Currently pfSense is setup in a traditional 1 route (Default Gateway) configuration that you might find in a small business or home. Meaning it has a WAN port and a LAN port. The WAN port is currently set to have a default route of the upstream ISP provider.

Introducing BGP requires a fundamental change in architecture such that there are no default routes and that no Virtual IPs (VIPs) are placed on the BGP interfaces. Furthermore services like NTP and DNS need to be bound to the LAN port. The internal networking (LAN) needs to be reconfigured so that we are making use of the public IPv4 & IPv6 space directly allocated by our local internet registry (ARIN).

The overall design is to connect the router to two different uplinks. One as our transit provider (Wowrack, which connects to a blended network of Wavebroadband and Internap) and also to our local Internet Exchange (Seattle Internet Exchange (SIX)).

One thing we will discuss or add to this post later is more detail on our conversion away from NAT. Our reason for that conversion is simplification because it removes the need for VIPs and Inbound and Outbound NAT rules.

Execution Steps:

  1. Before performing any upstream maintenance on the network, ensure that the Tor processes downstream have been gracefully shutdown.
  2. Take a configuration backup of the pfSense router.

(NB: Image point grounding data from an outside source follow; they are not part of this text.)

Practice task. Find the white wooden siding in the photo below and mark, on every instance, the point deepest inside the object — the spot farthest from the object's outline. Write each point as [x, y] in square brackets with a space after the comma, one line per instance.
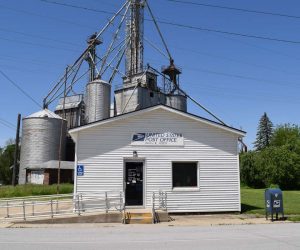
[103, 149]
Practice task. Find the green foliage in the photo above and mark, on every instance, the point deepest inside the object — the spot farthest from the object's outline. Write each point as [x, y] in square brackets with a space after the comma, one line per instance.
[264, 132]
[253, 201]
[250, 170]
[6, 161]
[33, 190]
[277, 164]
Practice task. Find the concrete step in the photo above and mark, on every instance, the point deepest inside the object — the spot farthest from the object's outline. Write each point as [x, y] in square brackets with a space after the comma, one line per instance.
[138, 218]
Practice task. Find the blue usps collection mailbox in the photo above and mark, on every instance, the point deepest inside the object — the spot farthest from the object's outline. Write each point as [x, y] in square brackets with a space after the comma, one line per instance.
[274, 202]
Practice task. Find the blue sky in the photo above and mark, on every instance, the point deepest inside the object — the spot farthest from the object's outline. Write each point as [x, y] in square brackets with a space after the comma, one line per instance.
[237, 78]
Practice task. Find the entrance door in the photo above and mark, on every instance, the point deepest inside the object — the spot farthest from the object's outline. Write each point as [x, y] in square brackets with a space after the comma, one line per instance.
[134, 183]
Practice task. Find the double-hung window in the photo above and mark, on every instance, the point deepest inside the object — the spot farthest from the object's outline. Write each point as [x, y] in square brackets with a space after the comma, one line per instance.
[185, 174]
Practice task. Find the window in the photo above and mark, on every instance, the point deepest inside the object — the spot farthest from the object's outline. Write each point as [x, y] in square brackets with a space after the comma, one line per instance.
[185, 174]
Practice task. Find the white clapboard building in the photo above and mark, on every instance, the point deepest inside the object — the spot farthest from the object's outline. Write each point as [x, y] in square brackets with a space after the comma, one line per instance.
[194, 160]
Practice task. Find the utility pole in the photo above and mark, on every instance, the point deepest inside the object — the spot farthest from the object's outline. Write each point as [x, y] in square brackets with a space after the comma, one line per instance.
[13, 181]
[61, 131]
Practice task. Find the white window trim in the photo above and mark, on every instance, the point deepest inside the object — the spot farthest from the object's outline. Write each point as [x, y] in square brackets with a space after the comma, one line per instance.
[186, 189]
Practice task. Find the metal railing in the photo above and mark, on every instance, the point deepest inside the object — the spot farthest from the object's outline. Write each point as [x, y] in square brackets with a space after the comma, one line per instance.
[159, 202]
[31, 208]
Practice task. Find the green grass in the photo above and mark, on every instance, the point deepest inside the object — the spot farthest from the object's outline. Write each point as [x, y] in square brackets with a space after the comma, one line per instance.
[33, 190]
[253, 201]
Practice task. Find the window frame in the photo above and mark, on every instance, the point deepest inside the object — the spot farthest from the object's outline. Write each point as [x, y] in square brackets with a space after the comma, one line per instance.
[195, 188]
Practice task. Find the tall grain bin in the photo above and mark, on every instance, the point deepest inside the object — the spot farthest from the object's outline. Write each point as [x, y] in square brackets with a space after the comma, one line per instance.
[41, 135]
[97, 101]
[177, 102]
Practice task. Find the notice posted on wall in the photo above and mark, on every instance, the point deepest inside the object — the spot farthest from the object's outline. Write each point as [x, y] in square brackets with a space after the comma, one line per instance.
[160, 139]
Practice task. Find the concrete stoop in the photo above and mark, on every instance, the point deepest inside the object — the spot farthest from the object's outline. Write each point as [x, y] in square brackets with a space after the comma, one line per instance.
[131, 217]
[143, 217]
[138, 218]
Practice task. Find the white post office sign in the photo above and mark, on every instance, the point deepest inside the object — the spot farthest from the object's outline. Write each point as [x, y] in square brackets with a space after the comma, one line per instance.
[159, 139]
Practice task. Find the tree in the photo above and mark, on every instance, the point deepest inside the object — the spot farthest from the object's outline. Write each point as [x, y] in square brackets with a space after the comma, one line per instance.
[277, 164]
[264, 133]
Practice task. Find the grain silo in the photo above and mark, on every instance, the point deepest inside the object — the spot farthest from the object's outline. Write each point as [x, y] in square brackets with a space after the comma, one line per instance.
[97, 101]
[41, 140]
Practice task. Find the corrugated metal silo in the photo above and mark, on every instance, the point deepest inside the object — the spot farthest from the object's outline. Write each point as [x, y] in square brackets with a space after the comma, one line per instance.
[177, 102]
[41, 140]
[97, 101]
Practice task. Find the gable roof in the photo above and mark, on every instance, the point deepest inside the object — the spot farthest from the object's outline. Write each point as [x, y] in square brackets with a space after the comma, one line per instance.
[156, 107]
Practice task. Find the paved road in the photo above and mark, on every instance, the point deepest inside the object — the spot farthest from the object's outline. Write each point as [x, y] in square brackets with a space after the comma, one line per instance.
[276, 236]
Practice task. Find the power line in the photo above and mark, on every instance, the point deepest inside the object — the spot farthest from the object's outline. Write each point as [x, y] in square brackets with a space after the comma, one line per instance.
[4, 124]
[179, 25]
[235, 9]
[229, 33]
[19, 88]
[7, 124]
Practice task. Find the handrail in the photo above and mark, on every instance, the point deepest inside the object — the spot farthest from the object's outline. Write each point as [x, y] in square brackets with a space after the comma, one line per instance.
[58, 205]
[159, 204]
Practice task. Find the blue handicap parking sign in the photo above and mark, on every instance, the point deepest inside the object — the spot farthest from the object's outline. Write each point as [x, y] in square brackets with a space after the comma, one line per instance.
[80, 170]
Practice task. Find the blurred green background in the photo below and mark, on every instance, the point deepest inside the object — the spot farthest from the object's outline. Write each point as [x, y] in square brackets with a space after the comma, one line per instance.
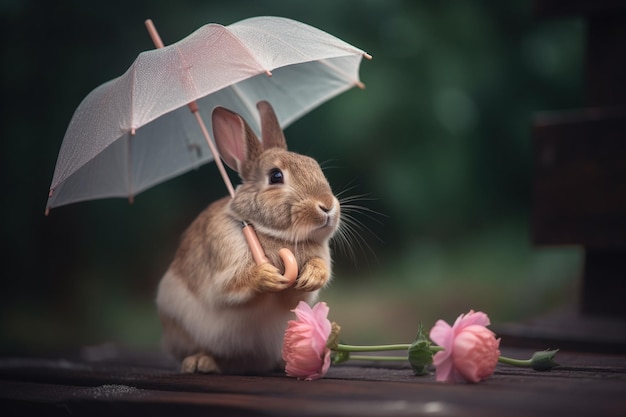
[438, 144]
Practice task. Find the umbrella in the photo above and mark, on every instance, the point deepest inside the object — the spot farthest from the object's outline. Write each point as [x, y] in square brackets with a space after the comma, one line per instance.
[136, 131]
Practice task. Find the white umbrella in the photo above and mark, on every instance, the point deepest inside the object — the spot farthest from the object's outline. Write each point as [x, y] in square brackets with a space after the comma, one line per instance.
[137, 130]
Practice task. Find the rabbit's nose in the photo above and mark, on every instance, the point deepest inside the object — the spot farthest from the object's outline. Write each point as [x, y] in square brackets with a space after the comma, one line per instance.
[324, 207]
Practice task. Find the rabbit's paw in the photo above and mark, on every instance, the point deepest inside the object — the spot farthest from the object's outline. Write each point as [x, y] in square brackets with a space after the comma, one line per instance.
[314, 275]
[269, 278]
[199, 363]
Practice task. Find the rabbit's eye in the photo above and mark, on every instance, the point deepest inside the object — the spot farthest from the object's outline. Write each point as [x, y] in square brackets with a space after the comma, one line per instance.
[276, 176]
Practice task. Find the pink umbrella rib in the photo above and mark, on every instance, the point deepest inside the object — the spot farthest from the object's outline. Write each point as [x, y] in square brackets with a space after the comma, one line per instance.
[289, 260]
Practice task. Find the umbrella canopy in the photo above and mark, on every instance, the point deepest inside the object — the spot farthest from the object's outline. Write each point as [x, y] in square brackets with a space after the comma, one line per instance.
[136, 131]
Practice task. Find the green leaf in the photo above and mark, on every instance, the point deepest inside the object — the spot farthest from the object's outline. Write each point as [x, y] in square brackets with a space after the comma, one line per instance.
[339, 356]
[544, 360]
[420, 355]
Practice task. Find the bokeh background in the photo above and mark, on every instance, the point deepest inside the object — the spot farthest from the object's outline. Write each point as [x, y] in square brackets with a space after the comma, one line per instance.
[438, 145]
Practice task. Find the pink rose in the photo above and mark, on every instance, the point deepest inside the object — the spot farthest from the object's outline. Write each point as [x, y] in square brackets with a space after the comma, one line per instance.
[470, 352]
[304, 346]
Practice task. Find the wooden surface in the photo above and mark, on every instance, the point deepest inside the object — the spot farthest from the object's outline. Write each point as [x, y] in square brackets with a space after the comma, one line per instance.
[111, 381]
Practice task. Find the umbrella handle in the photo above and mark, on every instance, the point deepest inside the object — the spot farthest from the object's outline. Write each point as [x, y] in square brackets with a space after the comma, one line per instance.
[288, 258]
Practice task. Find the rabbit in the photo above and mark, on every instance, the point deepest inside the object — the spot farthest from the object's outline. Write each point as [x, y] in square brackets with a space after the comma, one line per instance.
[220, 312]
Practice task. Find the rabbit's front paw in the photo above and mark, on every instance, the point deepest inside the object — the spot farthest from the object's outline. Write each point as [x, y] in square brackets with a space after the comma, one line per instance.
[201, 363]
[314, 275]
[269, 278]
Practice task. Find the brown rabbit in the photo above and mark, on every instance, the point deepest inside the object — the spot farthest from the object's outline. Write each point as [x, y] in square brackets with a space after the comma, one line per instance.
[220, 311]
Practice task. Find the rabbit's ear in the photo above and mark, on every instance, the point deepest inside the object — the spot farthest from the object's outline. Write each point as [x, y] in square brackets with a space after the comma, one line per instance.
[272, 134]
[235, 140]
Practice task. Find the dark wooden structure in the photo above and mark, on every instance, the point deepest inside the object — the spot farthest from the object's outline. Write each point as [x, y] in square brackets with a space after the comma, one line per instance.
[580, 161]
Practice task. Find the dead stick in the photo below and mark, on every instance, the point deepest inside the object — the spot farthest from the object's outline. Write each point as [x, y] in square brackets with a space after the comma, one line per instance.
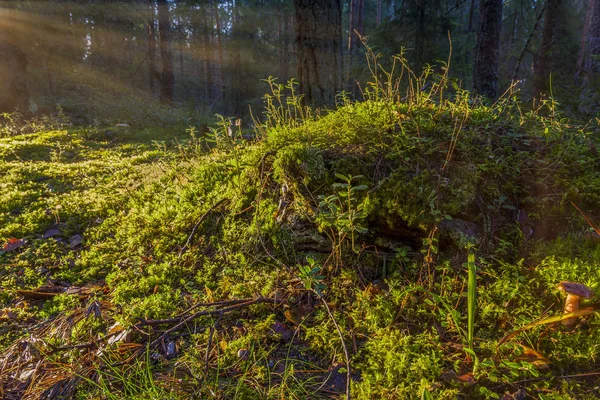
[210, 335]
[212, 312]
[195, 228]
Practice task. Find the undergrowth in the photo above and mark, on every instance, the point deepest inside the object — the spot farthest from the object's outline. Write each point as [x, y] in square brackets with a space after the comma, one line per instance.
[358, 221]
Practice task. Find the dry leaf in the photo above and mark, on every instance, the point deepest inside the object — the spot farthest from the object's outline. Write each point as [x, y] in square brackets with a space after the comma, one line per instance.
[13, 244]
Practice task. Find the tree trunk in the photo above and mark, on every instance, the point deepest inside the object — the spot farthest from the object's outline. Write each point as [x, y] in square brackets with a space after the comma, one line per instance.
[167, 77]
[220, 80]
[588, 60]
[487, 49]
[318, 38]
[151, 32]
[554, 8]
[14, 93]
[420, 36]
[589, 101]
[284, 43]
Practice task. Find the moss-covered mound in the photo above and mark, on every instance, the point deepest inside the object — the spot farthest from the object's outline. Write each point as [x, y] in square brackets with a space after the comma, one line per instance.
[355, 223]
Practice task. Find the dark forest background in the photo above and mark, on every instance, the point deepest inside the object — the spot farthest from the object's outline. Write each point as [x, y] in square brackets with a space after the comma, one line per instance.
[101, 58]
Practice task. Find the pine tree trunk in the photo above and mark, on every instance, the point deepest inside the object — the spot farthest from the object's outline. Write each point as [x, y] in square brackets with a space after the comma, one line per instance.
[221, 83]
[554, 8]
[318, 38]
[151, 44]
[589, 73]
[487, 49]
[14, 93]
[167, 77]
[589, 53]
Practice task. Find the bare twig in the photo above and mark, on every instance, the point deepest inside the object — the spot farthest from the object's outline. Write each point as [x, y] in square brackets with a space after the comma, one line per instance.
[195, 228]
[210, 336]
[346, 355]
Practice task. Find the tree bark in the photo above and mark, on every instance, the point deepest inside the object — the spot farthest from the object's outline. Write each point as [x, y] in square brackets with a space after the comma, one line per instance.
[151, 32]
[167, 76]
[588, 60]
[14, 93]
[554, 8]
[319, 47]
[221, 84]
[487, 49]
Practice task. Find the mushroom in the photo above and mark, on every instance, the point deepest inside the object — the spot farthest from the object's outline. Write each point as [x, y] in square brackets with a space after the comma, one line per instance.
[575, 292]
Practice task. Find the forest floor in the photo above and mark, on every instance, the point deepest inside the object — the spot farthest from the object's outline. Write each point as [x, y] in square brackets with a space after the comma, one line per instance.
[430, 237]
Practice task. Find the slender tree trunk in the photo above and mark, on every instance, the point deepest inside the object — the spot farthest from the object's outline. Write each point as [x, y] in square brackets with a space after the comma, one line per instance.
[14, 93]
[318, 37]
[284, 64]
[420, 36]
[221, 82]
[167, 77]
[554, 8]
[207, 56]
[236, 97]
[487, 49]
[587, 60]
[590, 65]
[151, 32]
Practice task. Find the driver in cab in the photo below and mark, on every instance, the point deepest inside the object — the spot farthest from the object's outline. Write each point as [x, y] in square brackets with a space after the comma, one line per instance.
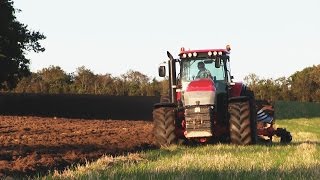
[203, 72]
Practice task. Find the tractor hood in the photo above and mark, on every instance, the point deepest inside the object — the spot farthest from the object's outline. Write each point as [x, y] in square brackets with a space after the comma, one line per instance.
[200, 92]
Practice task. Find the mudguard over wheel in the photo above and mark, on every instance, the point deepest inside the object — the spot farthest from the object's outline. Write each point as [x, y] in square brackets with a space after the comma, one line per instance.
[164, 125]
[241, 131]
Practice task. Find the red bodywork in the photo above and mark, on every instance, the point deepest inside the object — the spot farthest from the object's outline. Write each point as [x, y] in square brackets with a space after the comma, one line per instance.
[183, 51]
[235, 90]
[201, 85]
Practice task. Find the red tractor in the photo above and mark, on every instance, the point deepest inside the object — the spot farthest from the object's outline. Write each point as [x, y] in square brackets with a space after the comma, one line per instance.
[205, 105]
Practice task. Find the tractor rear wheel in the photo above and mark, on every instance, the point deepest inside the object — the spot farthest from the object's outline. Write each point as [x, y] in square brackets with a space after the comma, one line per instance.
[164, 126]
[240, 128]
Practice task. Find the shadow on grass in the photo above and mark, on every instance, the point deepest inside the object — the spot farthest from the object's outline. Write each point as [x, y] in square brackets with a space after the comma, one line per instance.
[311, 172]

This ensures if you get to a state that you cannot recover from, you can simply restore and come back online.
  3. Remove the default gateway from the WAN interface.
  4. Configure BGP with a neighbor for Wowrack
  5. Re-IP the LAN interface to:
  6. 23.129.64.1/24
  7. 2620:18c:000:1000::1/52
  8. Bond NTP & DNS to the LAN interface
  9. Re-IP the interfaces on the Tor node and update the Tor process configuration files
  10. Adjust all Firewall rules to reflect the new IP scheme and service bonding
  11. Change the Firewall such that is it in a default closed state so that only specified IPs are allowed outbound.
  12. Test ping from the Tor server outbound.
  13. Test pinging the Tor server from outside the network.
  14. Check routes via traceroute from outside the network to ensure proper routing.